Le sourire de Morgan s’effaça lorsqu’il découvrit les regards noirs de Lena et Rafael. Sentant le danger arriver, il leur proposa de reprendre leur marche pour ne pas prendre du retard sur leur horaire. Devant leur silence, il les poussa avec fermeté pour les obliger à avancer. Par précaution, le Parisien resta en arrière mais ses deux guides semblaient l’avoir oublié. Pendant plus de vingt minutes ils ne cessèrent de fulminer contre les touristes.
Puis, ils continuèrent sans plus se préoccuper de Morgan. Ce dernier se dit alors que ce n’était pas plus mal, il aurait un peu de tranquillité. Mais c’était sans compter sur sa maladresse naturelle qui se rappela aux bons souvenir des deux Corses lorsqu’ils abordèrent une descente plus raide que les autres. Morgan avait choisi de passer par la gauche, au contraire de Lena et Rafael, et il se trouvait à présent bloqué par la crevasse en dessous de lui.

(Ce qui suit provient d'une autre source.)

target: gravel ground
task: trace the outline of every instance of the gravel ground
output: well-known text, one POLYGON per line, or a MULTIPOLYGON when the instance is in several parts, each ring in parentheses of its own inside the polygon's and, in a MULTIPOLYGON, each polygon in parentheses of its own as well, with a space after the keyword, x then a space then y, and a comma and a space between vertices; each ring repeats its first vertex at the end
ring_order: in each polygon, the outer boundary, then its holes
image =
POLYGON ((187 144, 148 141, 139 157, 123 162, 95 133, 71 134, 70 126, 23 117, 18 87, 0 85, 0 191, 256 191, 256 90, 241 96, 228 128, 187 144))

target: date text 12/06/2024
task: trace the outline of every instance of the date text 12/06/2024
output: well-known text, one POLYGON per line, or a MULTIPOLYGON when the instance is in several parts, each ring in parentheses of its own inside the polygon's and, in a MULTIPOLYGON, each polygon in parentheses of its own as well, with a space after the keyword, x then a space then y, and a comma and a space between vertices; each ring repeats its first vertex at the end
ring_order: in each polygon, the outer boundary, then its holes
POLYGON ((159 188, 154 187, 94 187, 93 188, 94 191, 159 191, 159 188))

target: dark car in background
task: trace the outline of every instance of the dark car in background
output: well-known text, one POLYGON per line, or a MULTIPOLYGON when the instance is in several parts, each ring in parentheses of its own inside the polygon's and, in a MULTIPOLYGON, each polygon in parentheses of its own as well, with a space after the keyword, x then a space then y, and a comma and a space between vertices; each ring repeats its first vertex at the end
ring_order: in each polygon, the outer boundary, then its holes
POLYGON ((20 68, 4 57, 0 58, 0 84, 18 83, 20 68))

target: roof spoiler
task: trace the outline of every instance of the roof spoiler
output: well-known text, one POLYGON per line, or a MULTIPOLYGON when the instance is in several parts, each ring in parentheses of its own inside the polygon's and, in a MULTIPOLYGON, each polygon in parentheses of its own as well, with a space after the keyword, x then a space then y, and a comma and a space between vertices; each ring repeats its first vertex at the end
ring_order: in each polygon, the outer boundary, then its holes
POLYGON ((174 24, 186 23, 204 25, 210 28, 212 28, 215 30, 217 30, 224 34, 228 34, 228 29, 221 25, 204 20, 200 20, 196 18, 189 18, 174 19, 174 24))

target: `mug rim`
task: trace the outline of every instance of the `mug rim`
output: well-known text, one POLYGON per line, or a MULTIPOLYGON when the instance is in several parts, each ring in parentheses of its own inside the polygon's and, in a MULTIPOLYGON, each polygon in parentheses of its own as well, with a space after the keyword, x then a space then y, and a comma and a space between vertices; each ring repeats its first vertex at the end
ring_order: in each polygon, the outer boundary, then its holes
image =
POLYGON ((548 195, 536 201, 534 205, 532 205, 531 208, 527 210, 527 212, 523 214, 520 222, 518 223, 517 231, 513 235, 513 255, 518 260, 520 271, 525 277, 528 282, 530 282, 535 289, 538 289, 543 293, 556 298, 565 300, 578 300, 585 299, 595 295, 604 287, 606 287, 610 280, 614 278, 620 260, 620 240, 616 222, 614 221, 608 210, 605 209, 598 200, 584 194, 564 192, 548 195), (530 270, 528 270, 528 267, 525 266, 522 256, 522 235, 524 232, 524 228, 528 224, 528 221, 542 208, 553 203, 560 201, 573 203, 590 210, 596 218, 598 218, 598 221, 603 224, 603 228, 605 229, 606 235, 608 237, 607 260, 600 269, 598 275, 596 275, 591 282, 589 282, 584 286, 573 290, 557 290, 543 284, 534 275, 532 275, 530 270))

Tétanisé, il était incapable de bouger. Pire, il ne pouvait même plus faire marche arrière.
Il hurla pour que ses guides viennent lui porter secours. Rafael l’observa quelques instants d’un air narquois avant de se décider à revenir vers lui.
Un soleil éclatant avait chassé les nuages et le jeune homme transpirait abondamment. Sa peur du vide n’arrangeait rien et il n’arrivait pas à contrôler le tremblement de ses jambes.
Lena lui cria quelques conseils : Morgan voulut se tourner vers elle mais la pierre sur laquelle il tenait en équilibre instable roula sous ses pieds.
Il poussa un cri de terreur qui résonna dans toute la vallée.